Cette femme était vraiment une personne des plus bizarres, mais Kamui n'en était guère plus normal, sinon encore plus bizarre qu'elle ne pouvait l'être. Alors qu'il avait cru qu'elle avait été déstabilisée par ses yeux, elle lui avait encore une fois prouvé le contraire en lui retirant ses lunettes avec une impressionnante délicatesse. L'envie de lui faire plaisir saisit le beau centenaire et il la regarda dans les yeux, s'immergeant une nouvelle fois dans l'eau glacée de ce regard. Une mince étincelle de cruauté avait traversé ce contact, mais ce qui provoqua l'envie de lui arracher les globes oculaires, c'était l'amour qui le suivit. Il détestait ce regard et ce qu'il signifiait, pour la simple et bonne raison que son cœur dégoûtait l'amour-qui-fait-mal. Mais quelque part ailleurs, il se sentait bien. Même s'il avait reculé, la demoiselle s'était à nouveau rapprochée, ce qui voulait dire qu'il ne la laissait pas indifférente.
Elle lui demanda s'il était immortel, tout comme elle. Son immortalité n'était pas franchement une grande surprise pour le jeune homme, il s'en doutait plutôt pas mal. Il la dévisagea un moment puis glissa une main sur le bras de la demoiselle pour lui enlever l'objet d'acier qu'elle avait caché sous ses vêtements. Le petit couteau n'était pas visible, bien caché dans la main du jeune homme. Parfois, les mots n'étaient pas nécessaire et il aimait bien économiser sa salive. D'un geste, il s'enfonça le couteau dans le cœur. Il n'eut qu'une légère grimace lorsqu'il l'enleva, mais il tenait toujours debout. Il dévisagea l'air de la jeune femme, lui rendant le couteau souillé de sang, léchant celui qu'il avait sur les doigts.
- "Je suis immortel à un point où la mort n'en devient qu'un beau rêve." Lui dit-il avec son calme impassible.

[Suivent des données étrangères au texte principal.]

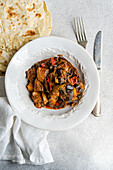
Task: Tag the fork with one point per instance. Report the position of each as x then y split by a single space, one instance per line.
80 32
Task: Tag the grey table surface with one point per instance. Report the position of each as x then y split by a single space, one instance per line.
88 146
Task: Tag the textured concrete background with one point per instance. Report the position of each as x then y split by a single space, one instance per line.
89 146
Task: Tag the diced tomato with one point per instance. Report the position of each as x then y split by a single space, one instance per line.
43 65
73 80
49 84
53 61
57 104
44 60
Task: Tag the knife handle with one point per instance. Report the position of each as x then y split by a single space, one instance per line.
97 109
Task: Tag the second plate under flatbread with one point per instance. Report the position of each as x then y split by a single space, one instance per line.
20 22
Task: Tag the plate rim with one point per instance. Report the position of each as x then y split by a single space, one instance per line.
78 46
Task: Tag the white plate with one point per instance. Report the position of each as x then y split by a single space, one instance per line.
15 84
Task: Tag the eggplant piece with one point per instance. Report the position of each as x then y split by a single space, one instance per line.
80 90
38 86
42 73
61 105
76 85
30 86
59 72
44 98
46 86
31 73
61 80
58 87
56 80
36 97
75 102
69 88
53 100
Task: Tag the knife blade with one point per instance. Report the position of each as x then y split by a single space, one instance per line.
98 61
98 50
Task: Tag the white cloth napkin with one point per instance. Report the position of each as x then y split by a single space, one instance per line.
20 142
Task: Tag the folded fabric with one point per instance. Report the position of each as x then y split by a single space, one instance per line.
20 142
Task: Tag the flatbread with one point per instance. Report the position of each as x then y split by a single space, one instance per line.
20 22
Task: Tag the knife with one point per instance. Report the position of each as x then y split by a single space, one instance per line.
98 61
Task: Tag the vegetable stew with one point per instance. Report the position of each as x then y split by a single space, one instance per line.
54 83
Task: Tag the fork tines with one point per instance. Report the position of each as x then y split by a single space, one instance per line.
80 31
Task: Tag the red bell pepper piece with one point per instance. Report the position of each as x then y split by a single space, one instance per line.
57 104
53 61
49 83
43 65
73 80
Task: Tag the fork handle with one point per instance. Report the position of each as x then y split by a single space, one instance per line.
97 109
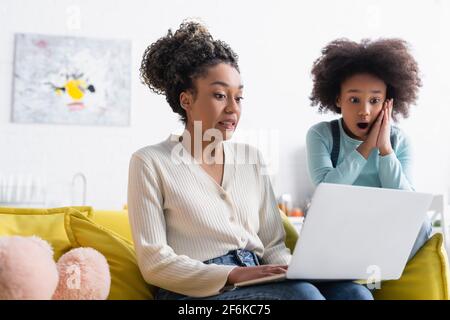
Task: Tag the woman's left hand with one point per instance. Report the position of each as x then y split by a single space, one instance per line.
384 137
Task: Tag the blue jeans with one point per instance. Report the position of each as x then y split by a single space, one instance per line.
285 290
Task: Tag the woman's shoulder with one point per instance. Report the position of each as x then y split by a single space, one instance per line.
150 153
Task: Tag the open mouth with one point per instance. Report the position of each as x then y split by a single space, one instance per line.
362 125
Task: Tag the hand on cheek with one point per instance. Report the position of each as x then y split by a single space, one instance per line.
384 141
371 141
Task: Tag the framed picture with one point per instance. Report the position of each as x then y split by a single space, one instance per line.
71 80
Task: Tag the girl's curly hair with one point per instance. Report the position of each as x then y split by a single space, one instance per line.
387 59
170 64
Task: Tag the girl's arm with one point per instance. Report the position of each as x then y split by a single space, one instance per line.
320 167
395 168
158 263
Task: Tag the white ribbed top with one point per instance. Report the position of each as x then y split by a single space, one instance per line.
180 216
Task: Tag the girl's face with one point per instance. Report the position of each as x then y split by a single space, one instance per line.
217 100
361 100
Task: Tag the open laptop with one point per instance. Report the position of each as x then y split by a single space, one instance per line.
355 233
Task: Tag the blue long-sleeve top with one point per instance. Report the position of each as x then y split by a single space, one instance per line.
390 171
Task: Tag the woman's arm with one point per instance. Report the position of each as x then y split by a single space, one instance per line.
320 167
271 230
158 263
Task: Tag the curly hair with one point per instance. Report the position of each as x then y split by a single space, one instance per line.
170 64
387 59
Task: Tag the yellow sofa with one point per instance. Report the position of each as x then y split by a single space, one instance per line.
425 277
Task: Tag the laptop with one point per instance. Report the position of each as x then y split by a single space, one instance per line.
355 233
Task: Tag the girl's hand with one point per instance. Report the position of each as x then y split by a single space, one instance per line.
384 141
371 141
240 274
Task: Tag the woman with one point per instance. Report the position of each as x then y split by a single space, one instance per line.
203 214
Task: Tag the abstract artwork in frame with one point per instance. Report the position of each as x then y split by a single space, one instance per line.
71 80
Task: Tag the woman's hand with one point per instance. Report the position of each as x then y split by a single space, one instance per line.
384 137
371 141
240 274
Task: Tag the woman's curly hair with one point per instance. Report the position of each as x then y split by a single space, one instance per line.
170 64
387 59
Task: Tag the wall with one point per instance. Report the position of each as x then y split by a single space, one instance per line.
277 43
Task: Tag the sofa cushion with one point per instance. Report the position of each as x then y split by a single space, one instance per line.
424 278
116 221
47 224
126 279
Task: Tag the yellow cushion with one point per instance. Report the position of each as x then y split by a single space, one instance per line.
126 278
47 224
424 278
291 232
116 221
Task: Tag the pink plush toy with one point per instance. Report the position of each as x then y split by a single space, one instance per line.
28 271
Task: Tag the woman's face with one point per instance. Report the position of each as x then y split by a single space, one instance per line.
361 100
217 101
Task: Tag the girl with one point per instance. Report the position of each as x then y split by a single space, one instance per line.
370 83
204 218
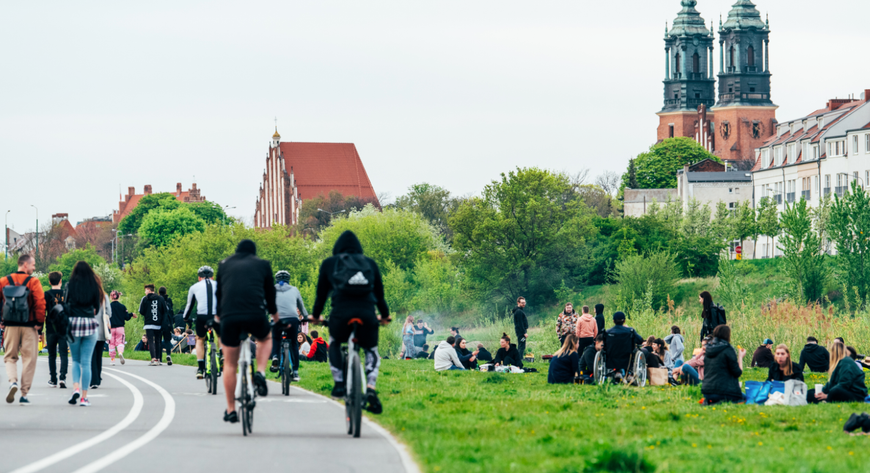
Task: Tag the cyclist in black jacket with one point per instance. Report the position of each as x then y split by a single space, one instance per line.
345 307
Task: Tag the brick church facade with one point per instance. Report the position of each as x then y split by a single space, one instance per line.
299 171
735 122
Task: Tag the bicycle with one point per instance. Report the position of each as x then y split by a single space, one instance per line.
245 393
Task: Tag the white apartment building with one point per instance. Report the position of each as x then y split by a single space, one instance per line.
813 156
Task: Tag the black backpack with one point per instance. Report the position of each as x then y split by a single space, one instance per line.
353 275
16 308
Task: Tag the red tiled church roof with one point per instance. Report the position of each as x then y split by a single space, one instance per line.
319 168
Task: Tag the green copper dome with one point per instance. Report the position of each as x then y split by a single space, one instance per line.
743 15
689 21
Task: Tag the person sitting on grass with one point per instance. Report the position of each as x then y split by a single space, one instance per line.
763 356
423 353
845 382
446 358
507 355
466 356
565 364
142 345
783 369
587 360
723 368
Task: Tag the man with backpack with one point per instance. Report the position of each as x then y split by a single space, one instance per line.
356 286
23 305
55 335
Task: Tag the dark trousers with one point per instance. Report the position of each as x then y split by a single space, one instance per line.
292 330
155 344
97 364
57 346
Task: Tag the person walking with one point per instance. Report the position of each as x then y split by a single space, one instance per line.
152 308
521 325
55 340
117 335
84 296
23 305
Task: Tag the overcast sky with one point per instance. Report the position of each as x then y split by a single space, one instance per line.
97 96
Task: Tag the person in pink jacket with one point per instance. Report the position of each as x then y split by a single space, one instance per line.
586 329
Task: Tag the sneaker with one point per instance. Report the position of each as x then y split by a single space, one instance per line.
13 388
373 404
260 383
339 391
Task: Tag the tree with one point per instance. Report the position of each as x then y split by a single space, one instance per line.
849 228
801 247
161 226
523 236
657 168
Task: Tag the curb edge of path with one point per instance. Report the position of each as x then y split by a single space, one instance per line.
408 463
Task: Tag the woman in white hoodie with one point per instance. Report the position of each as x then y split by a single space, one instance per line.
445 356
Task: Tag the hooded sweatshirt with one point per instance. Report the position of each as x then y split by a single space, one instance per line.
346 305
587 327
722 371
675 347
816 356
445 357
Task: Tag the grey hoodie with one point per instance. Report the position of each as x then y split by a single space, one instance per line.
675 347
288 299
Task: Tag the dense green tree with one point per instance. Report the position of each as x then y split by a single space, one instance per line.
657 168
160 226
523 236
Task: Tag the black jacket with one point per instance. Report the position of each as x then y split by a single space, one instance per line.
510 356
152 308
763 357
521 323
776 374
721 370
246 287
563 369
120 315
816 357
849 377
344 305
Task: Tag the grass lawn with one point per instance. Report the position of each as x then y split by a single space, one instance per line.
484 422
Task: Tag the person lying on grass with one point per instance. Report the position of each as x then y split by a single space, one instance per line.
587 361
845 382
564 366
783 369
507 355
723 368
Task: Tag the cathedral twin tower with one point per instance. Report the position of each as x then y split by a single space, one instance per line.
741 117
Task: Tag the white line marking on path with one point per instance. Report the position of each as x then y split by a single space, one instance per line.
168 415
138 402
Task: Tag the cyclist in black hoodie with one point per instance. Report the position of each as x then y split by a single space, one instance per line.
346 306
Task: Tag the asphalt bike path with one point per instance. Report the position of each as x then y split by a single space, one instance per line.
144 418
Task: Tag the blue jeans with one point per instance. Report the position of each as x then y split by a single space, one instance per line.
82 349
691 375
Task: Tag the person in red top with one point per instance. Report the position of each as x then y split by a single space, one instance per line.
23 337
318 349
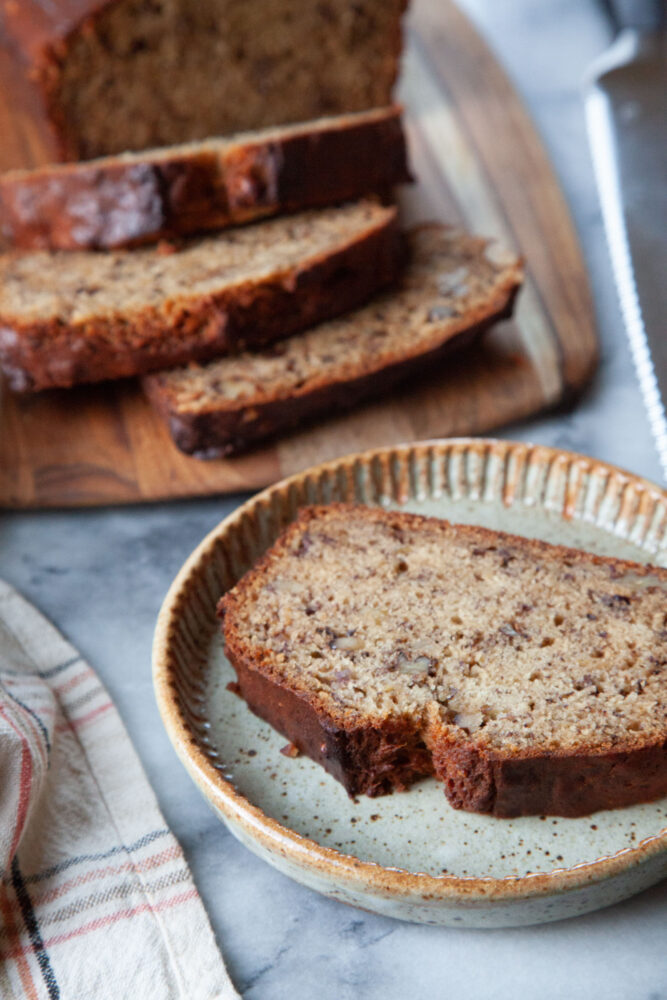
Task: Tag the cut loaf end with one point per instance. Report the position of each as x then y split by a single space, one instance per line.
529 678
112 75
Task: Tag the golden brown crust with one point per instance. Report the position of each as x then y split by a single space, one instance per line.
225 431
574 781
51 353
115 202
221 424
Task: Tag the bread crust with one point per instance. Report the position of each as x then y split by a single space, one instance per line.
50 353
224 432
571 782
116 202
227 426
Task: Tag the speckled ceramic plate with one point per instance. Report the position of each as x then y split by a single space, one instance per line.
408 855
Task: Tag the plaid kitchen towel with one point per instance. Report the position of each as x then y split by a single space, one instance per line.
96 899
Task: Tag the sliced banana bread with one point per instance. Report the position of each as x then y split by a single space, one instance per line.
104 76
82 316
454 287
142 197
529 678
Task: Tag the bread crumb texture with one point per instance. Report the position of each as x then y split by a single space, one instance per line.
506 647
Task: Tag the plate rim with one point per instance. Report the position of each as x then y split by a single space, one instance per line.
305 852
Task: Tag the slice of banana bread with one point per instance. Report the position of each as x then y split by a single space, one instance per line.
83 316
103 76
142 197
529 678
454 287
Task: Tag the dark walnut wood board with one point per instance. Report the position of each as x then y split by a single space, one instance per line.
479 162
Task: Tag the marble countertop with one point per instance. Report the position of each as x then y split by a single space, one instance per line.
101 575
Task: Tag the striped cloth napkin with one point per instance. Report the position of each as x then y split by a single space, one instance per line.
96 899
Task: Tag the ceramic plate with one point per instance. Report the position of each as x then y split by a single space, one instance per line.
408 855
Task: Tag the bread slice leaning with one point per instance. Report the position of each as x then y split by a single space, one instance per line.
453 288
143 197
83 316
530 678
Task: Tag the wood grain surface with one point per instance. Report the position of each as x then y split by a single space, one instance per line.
478 161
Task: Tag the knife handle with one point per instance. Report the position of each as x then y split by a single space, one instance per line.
637 14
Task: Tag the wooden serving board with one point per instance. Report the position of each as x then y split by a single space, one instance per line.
478 161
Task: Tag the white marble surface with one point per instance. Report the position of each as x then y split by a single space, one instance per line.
101 576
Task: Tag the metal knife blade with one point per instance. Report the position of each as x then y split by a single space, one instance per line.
626 111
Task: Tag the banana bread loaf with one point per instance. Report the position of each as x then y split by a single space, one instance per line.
454 287
142 197
103 76
529 678
83 316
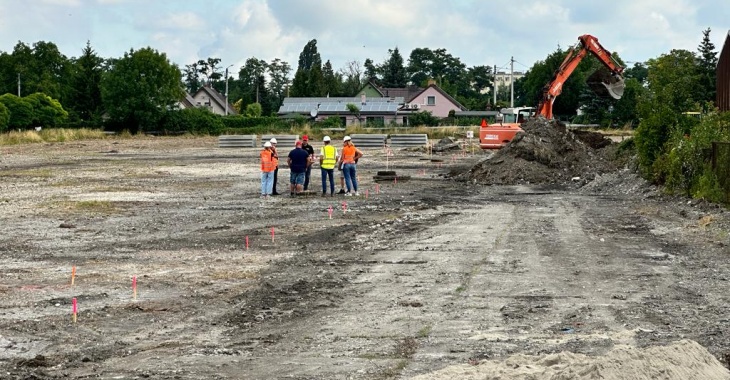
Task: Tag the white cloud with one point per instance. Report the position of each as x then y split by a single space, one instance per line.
477 32
183 21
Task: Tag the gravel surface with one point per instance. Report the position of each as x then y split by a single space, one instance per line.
446 269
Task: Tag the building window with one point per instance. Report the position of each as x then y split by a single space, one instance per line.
375 121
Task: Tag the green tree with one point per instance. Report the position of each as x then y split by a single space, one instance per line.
707 68
315 82
352 78
672 89
140 87
353 109
445 69
84 98
253 110
21 111
331 80
393 70
371 71
191 76
309 57
253 81
47 112
308 80
279 82
210 70
41 68
4 118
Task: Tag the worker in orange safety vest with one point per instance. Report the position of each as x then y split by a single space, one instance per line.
268 166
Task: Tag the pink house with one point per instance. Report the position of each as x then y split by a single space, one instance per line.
435 100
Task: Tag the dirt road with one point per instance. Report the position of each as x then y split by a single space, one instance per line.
423 275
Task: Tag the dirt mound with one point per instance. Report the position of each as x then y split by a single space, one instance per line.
547 153
683 360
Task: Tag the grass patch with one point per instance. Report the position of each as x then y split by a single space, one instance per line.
39 173
100 207
424 332
394 371
51 135
233 275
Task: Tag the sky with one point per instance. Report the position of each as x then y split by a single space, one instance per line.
478 32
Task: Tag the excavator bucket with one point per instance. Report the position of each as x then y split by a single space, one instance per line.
606 84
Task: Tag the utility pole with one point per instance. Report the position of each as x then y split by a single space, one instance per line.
227 89
494 86
512 81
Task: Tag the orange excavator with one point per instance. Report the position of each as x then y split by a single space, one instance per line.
606 83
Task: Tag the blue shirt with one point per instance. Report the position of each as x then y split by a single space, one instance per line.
299 160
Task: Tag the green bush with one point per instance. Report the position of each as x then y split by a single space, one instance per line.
685 165
21 111
47 112
192 120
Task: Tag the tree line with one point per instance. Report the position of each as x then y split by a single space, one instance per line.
141 90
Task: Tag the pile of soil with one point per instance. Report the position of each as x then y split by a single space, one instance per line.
547 153
683 360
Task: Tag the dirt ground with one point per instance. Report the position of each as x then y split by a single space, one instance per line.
472 267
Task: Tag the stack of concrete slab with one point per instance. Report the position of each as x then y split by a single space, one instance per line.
282 141
237 141
408 140
369 140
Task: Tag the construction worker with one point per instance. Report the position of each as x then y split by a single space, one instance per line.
267 170
276 163
310 150
298 161
327 160
349 158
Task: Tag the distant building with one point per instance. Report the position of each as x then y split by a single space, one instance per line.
723 77
209 98
380 106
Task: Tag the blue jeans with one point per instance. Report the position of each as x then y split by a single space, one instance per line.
350 171
307 173
267 183
325 174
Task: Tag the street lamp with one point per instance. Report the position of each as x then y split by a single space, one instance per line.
227 89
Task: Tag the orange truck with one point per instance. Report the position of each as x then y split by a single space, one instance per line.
606 83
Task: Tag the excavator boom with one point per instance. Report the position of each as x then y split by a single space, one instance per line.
606 83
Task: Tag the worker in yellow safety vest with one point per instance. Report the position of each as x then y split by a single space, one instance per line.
327 161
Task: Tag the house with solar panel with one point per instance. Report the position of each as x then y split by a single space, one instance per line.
371 110
380 106
209 98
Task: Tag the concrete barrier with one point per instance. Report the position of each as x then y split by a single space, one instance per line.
369 140
282 141
237 141
408 140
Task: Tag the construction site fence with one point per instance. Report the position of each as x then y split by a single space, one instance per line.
721 165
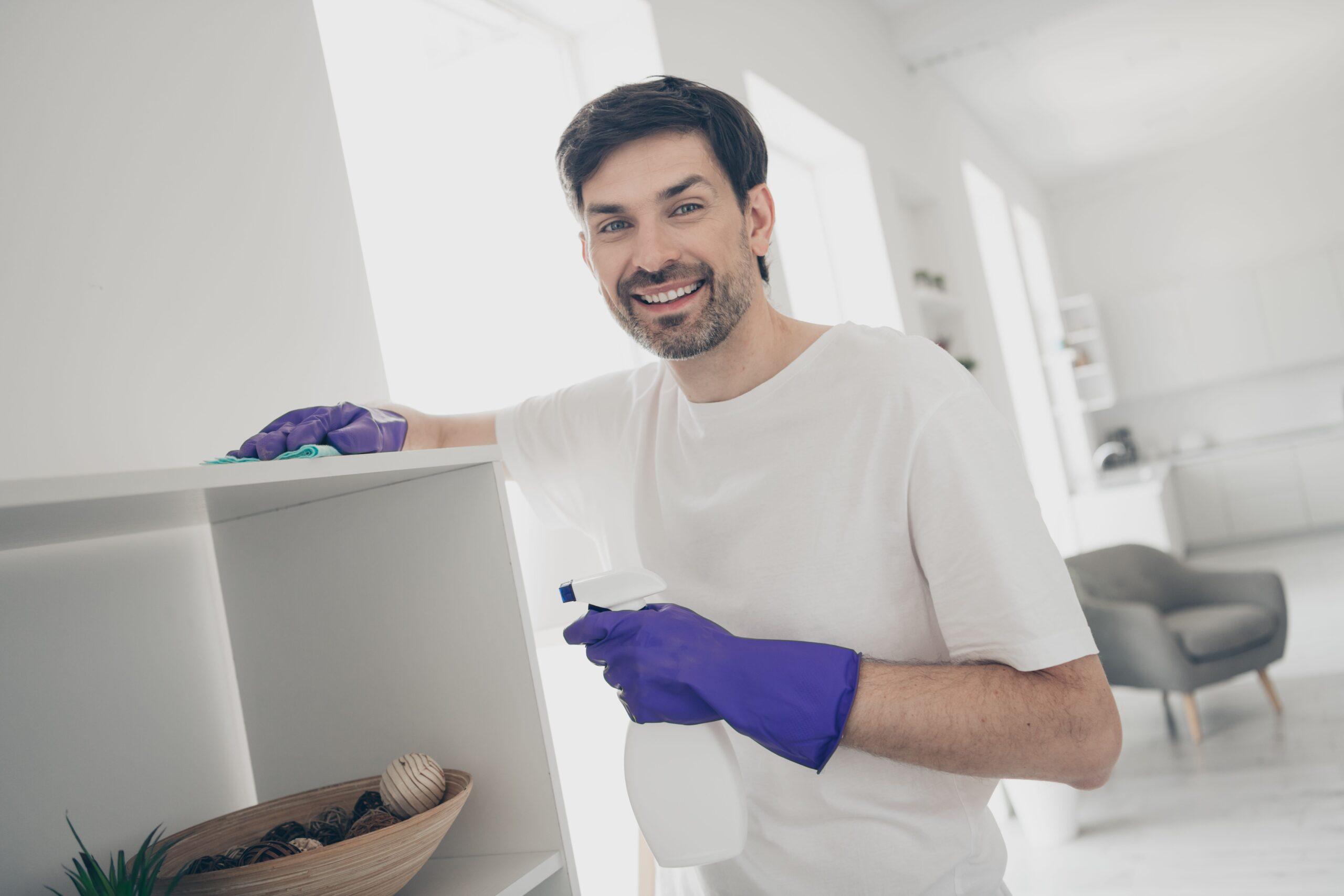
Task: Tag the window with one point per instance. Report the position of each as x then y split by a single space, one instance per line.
1016 332
831 241
449 114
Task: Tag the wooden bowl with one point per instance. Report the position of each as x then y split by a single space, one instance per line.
374 864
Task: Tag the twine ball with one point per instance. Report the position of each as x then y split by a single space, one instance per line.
368 800
203 864
413 784
330 825
371 821
286 832
267 851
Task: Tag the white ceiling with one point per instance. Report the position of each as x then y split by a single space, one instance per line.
1074 88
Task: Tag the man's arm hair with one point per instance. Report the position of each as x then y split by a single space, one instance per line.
447 430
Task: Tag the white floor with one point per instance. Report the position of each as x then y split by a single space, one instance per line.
1258 806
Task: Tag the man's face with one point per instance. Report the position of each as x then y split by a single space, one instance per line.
660 215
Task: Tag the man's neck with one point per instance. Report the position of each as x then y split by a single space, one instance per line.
762 344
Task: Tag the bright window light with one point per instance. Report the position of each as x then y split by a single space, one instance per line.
449 113
831 242
1022 354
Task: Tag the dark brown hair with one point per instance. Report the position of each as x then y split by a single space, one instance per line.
636 111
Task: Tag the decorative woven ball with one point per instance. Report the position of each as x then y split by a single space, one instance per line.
210 863
413 784
369 800
371 821
286 830
330 825
268 849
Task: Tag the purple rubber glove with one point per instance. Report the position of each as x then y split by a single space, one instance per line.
671 664
351 429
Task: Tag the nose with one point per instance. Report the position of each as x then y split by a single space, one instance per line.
655 249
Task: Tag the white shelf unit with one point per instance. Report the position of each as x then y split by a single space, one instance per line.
374 606
1085 352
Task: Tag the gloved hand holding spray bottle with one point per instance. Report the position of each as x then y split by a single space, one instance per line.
793 698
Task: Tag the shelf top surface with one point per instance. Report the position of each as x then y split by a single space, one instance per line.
68 508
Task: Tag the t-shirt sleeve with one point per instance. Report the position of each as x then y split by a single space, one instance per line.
553 445
999 587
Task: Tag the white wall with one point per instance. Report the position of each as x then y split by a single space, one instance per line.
839 61
179 265
1222 208
179 262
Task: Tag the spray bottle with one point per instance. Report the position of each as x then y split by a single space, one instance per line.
683 781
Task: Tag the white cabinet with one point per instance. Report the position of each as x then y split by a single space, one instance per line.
1226 325
1230 325
1304 318
1321 465
1264 493
1150 344
361 608
1201 498
1290 484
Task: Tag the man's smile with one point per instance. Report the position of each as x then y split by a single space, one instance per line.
670 299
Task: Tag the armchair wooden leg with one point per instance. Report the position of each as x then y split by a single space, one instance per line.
1193 718
1269 690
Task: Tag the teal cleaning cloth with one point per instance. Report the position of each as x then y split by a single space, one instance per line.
308 450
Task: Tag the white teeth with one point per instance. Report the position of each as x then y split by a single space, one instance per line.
667 297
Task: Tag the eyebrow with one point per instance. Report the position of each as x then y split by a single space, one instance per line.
663 196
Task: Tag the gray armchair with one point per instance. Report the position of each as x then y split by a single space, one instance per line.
1160 624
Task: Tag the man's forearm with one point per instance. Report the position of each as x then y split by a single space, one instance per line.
445 430
988 721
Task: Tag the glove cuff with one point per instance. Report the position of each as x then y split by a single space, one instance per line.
392 429
793 698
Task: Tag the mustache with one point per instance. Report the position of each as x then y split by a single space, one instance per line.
636 285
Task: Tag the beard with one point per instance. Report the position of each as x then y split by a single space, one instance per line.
723 300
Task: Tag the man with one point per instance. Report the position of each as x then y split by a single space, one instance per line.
863 585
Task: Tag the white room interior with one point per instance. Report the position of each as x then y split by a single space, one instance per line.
213 213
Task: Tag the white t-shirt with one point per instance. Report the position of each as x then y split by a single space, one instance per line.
870 496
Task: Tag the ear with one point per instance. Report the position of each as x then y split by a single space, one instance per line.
760 213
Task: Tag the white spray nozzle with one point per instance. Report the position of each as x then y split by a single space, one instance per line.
623 589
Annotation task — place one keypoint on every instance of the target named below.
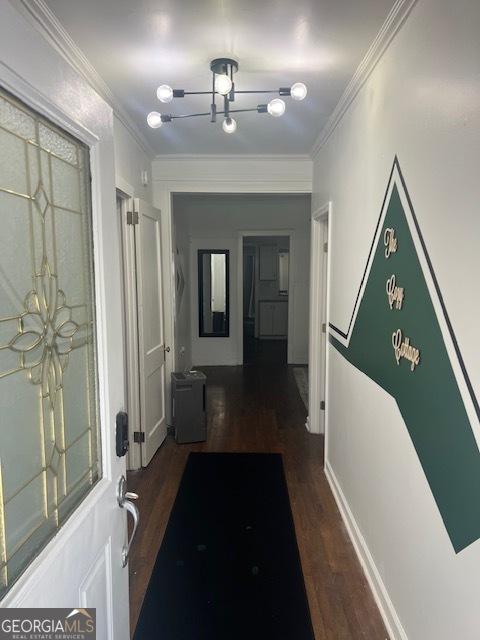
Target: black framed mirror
(213, 293)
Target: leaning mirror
(213, 293)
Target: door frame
(39, 567)
(319, 298)
(291, 279)
(125, 193)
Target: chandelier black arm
(283, 91)
(258, 109)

La mort effrayait les mortels et tous la craignaient comme une peste ravageuse et pourtant, Kamui ne cessait jamais de désirer mourir pour rejoindre sa bien-aimée dans les abysses du néant, mais il n'a pas trouvé le moyen de mourir. Vivre était devenu quelque chose qu'il détestait, mais voir cette femme et ce regard prouvait qu'il manquerait bien des choses en mourant trop tôt. Il glissa alors une main sur le visage de la demoiselle, se perdant une nouvelle fois dans les ténèbres rassurantes de ses yeux. Il avait tellement envie de s'y abandonner, de ressentir la même chose que devait ressentir la femme qu'il aime et de laisser derrière lui son enveloppe charnelle à la jeune femme, qu'elle fasse ce qu'elle veut de ses dons, ses connaissances et son physique, tant qu'elle le laissait noyer son âme dans les ombres du péché qu'elle gardait en elle. Tout délicatement, il effleura ses lèvres des siennes sans pour autant s'y coller. Son regard de marbre restait planté dans le sien, prit dans une telle concentration qu'un coup de poing ne l'aurait même pas fait sourciller.
- "Peu m'importe ce que vous êtes, ce que vous avez fait ou ce que vous avez envie de faire, Selene-chan, votre existence m'intéresse grandement." laissa-t-il échapper avant de l'embrasser tendrement sur les lèvres.